Flaubert aura beau passer des heures dans les bibliothèques, le présent sera sa source pure. Il fut un gosse au moment de la révolution de 1830, un jeune homme lors de celle de 1848 et un adulte inquiet durant la Commune. Comme pour toute cette génération de Français nés vers 1820, les convulsions de l'histoire ont façonné sa vision du monde.
Alors forcément, la tentation est grande de juger ses atermoiements marqués par le XIXe siècle avec les critères du nôtre. Sartre le fit, Winock s'en défie. Il connaît trop bien l'histoire politique et intellectuelle pour savoir combien ces grilles de lecture anachroniques conduisent au fourvoiement. Tout juste concède-t-il à classer Flaubert du côté des anarchistes de droite, et encore...
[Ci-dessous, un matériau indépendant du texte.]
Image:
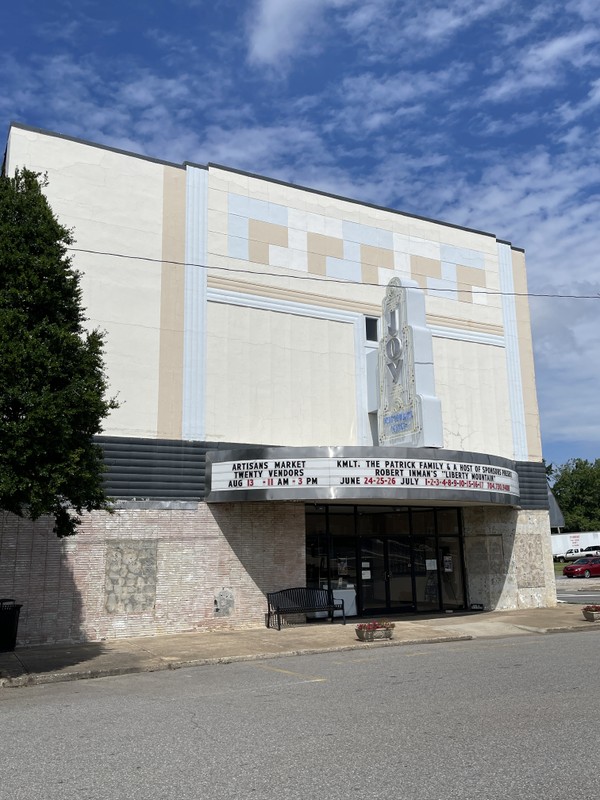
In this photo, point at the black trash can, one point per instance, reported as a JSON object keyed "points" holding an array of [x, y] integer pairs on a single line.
{"points": [[9, 622]]}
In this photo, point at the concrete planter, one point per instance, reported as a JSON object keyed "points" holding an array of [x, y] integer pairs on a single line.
{"points": [[370, 636]]}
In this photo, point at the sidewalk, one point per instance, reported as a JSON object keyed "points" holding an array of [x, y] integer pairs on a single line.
{"points": [[29, 666]]}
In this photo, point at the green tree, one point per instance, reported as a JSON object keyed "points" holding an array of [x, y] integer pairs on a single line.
{"points": [[577, 491], [52, 381]]}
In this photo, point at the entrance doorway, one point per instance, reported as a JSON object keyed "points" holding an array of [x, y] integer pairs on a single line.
{"points": [[390, 560]]}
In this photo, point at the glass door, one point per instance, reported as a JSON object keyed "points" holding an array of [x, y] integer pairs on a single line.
{"points": [[373, 574], [427, 595], [386, 575]]}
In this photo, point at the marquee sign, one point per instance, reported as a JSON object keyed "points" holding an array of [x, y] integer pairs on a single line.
{"points": [[307, 477]]}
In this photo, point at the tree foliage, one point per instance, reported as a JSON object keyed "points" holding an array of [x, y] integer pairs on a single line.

Car l'homme qui essayait ses phrases dans son gueuloir après les avoir travaillées jusqu'à l'usure est avant tout un écrivain qui cherche en lui ce qu'il peut montrer des autres. Il est leur miroir qui donne à réfléchir. Michel Winock, qui goûte peu la tendance contemporaine de l'autofiction, nous le dit avec élégance. "Partir de soi est la démarche normale d'un écrivain, à condition... d'en sortir."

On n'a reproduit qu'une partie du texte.